Foreign Policy has a new map of countries that permit marital rape, or offer rapists a way to avoid punishment (including by marrying the rape survivors). It’s based on data taken from ‘The World’s Shame: The Global Rape Epidemic,’ published by Equality Now, which surveyed lawyers from 82 jurisdictions across the world.

Depressingly, what jumps out at you from the map is how few countries have expressly criminalized marital rape. Most countries either didn’t explicitly address marital rape as a crime, or saw it as a crime only if the people involved were separated (as in India’s case, even though it isn’t explicitly decriminalised). In at least 12 countries, marital rape is decriminalised, and in at least nine countries, rapists can marry the survivor to avoid punishment.
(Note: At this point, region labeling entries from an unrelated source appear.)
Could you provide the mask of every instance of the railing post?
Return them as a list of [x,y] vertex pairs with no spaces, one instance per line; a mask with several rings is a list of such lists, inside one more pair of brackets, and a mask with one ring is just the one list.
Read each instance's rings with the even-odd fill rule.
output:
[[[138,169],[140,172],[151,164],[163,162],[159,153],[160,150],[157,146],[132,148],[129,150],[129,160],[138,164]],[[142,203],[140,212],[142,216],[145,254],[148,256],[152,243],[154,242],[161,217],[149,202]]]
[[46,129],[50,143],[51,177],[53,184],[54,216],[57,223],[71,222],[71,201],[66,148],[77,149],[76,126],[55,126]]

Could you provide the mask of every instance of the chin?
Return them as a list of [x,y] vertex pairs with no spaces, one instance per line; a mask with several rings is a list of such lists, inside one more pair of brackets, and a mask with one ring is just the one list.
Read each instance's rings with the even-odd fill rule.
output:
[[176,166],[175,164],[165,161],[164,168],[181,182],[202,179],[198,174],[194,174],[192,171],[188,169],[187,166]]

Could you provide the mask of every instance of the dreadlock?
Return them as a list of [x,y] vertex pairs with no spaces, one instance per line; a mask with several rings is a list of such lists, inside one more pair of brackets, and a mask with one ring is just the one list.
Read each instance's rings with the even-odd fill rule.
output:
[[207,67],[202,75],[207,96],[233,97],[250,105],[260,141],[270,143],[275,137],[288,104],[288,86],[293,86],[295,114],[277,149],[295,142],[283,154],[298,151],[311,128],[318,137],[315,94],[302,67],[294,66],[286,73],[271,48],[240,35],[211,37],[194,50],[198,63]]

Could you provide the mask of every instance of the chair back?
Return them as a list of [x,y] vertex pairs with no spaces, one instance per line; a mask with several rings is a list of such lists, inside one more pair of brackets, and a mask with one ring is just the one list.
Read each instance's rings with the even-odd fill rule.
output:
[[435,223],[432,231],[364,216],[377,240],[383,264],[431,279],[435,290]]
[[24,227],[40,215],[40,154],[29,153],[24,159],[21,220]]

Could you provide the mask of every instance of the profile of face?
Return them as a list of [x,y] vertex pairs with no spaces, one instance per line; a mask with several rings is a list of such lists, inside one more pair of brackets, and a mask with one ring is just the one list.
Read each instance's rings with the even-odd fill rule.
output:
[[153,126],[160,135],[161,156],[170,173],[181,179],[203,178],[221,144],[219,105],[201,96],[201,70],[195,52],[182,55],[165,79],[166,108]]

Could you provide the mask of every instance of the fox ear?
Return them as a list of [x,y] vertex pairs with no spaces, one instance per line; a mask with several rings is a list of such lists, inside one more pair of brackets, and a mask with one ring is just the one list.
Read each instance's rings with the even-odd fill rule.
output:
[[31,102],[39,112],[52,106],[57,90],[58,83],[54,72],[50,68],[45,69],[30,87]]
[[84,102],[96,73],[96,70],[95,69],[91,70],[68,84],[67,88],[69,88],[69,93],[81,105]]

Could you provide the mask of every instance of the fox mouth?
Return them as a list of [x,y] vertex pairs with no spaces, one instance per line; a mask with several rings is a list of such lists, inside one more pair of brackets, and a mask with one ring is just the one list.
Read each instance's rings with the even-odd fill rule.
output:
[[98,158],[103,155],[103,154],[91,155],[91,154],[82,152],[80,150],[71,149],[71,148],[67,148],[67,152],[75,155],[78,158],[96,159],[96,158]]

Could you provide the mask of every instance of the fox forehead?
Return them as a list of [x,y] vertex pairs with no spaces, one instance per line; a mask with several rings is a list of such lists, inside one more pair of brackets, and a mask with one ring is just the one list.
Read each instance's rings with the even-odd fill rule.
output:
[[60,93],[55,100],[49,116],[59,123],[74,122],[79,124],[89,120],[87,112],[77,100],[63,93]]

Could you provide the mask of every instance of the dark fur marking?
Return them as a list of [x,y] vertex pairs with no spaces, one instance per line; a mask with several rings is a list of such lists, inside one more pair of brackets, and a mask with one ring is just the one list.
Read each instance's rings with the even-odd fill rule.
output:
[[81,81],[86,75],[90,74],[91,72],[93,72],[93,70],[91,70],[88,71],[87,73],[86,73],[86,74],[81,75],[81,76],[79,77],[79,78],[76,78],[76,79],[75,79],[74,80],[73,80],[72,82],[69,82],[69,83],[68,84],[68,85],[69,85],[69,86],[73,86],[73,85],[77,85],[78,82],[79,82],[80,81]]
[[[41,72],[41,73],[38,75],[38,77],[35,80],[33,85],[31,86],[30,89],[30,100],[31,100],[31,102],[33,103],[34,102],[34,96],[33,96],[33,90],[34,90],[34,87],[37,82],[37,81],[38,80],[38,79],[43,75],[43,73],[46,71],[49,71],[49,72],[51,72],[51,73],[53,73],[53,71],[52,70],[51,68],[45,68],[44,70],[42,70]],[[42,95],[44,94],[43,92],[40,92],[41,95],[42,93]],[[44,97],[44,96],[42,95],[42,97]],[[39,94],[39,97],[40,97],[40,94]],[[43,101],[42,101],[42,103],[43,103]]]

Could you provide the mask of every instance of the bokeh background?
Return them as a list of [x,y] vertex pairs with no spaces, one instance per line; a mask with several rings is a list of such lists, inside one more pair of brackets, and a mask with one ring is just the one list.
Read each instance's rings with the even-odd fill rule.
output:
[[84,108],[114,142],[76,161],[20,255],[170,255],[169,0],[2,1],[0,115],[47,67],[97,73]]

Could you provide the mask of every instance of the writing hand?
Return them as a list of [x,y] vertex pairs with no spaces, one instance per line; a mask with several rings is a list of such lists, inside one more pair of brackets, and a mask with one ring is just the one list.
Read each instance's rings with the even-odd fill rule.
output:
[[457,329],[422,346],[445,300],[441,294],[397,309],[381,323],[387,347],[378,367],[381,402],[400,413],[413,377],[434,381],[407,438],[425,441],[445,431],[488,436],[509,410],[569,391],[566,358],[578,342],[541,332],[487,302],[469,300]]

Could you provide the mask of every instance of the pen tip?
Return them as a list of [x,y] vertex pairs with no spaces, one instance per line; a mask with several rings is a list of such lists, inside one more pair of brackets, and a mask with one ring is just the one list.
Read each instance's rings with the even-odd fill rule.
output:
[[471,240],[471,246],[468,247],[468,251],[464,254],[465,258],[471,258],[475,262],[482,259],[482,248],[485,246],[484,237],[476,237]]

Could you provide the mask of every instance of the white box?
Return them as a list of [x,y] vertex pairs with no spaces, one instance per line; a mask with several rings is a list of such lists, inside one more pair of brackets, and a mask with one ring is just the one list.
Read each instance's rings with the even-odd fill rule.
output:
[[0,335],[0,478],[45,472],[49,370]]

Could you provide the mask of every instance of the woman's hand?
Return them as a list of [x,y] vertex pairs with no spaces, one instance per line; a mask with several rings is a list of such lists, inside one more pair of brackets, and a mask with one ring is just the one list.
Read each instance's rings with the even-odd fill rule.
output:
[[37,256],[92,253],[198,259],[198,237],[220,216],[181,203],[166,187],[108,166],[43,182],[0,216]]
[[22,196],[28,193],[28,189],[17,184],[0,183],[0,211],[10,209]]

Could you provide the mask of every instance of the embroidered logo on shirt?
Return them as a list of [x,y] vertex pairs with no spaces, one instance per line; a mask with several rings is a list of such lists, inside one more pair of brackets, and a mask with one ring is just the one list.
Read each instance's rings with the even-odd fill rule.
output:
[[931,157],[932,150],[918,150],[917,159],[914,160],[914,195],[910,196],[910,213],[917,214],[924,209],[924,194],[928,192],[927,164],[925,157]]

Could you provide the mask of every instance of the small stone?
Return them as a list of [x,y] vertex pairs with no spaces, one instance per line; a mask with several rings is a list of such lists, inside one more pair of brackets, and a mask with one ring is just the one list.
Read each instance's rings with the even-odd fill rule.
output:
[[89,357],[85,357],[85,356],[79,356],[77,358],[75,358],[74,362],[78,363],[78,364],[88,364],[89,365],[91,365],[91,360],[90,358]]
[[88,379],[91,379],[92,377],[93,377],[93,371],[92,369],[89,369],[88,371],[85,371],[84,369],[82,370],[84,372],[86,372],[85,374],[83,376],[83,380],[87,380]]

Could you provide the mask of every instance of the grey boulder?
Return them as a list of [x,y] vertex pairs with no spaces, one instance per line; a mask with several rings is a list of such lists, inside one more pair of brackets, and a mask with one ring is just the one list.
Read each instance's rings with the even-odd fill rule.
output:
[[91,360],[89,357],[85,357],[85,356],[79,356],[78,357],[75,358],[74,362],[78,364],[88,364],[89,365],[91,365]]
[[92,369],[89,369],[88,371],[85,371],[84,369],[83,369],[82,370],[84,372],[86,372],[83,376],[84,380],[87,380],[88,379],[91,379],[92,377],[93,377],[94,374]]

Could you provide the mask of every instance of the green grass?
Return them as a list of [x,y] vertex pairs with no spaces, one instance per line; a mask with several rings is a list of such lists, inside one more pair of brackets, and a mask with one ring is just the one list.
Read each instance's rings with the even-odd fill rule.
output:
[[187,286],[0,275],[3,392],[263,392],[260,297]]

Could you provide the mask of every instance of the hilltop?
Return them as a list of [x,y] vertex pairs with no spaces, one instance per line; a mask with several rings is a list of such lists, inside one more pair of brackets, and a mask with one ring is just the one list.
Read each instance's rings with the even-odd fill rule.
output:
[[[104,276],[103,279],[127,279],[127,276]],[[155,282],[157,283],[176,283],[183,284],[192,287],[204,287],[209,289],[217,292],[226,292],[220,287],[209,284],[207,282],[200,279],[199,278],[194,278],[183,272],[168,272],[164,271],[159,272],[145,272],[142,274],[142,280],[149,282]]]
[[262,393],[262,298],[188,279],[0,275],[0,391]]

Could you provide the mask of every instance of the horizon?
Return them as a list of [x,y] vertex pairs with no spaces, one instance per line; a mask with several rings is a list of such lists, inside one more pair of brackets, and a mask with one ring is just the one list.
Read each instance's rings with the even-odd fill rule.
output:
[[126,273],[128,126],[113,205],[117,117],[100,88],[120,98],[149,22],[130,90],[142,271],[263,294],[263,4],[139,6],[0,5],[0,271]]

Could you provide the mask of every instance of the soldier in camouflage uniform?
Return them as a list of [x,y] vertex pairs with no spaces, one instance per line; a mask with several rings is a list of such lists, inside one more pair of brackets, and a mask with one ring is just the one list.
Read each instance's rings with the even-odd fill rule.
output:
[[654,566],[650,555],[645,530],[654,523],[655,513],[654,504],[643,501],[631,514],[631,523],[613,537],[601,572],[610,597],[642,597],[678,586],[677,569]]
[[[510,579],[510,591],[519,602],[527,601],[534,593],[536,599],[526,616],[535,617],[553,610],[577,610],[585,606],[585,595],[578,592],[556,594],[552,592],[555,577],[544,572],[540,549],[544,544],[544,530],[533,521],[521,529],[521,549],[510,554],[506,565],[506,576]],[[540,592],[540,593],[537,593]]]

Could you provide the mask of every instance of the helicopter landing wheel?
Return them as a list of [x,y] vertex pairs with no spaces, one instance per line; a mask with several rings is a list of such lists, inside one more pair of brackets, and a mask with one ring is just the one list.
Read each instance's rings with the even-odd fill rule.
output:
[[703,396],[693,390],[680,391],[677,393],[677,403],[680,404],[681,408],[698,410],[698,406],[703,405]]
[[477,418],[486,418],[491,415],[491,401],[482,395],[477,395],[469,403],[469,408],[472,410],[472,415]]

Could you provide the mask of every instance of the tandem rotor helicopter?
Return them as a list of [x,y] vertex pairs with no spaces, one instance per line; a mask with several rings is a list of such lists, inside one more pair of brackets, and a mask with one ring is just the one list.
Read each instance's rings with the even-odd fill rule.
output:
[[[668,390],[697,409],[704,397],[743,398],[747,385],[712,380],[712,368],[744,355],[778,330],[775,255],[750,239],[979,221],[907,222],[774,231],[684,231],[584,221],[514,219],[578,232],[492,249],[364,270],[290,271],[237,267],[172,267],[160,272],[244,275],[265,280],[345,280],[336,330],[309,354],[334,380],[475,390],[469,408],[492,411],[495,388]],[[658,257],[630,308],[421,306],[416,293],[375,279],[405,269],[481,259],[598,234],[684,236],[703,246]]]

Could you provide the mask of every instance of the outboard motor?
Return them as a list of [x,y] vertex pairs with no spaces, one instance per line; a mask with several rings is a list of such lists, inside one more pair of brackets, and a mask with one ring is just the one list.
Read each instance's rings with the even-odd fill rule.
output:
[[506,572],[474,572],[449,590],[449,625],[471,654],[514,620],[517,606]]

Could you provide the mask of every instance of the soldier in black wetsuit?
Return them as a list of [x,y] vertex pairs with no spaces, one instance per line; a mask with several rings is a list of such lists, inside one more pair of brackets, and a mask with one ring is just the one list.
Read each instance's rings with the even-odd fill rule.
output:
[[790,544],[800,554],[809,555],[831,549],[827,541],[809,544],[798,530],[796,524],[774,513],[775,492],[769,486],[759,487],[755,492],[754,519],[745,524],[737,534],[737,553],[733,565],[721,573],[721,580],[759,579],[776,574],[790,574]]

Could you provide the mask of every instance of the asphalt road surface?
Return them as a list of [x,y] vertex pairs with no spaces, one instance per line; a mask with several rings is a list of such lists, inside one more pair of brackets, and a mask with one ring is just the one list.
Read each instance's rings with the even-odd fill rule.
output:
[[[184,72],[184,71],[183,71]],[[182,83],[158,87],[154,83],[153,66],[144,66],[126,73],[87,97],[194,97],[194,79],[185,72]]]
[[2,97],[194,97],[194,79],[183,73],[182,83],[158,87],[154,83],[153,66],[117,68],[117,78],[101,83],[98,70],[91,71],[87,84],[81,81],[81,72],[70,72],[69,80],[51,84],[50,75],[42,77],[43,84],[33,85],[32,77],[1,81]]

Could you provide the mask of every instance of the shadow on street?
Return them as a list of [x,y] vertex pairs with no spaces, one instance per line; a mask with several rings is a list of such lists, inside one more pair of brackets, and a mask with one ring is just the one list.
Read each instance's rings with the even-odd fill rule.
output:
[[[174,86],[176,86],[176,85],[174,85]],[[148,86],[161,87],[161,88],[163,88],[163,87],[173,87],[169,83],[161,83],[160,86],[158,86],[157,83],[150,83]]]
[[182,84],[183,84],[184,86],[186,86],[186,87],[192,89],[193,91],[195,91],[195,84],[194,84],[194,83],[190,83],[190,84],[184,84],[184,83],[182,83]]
In four of the countries where marital rape is legal, this is also true when the survivor is a child “bride”. The data even shows that a perpetrator can be exempt from punishment if a “settlement” is reached with the survivor or her family in at least 12 countries. If it is paid sex with a minor, the penalties imposed on perpetrators is much less than other forms of rape of a minor girl.

Screenshot from Foreign Policy.

The other findings of the Equality Now study remind us of the horrifying book on rape laws in India by Mrinal Satish. It seems like we can’t repeat enough times that rape in India, and in other countries, is treated as a moral issue rather than violence—the data shows that this is true in at least 15 countries. The burdensome manner in which survivors are required to produce evidence exist in countries across the world, including Yemen, Peru, and Pakistan. In these countries, no rape case can be filed without a medical examiner’s report. But what happens if women file cases sometime after the incident? And as in India, countries like Bolivia, Spain and Morocco leave the judges to use their own discretion to punish the perpetrator, which means that they can be easily influenced by terrible stereotypes about how a survivor must behave.

How do we begin to address violence against women if countries don’t fix their laws and implement them sensitively?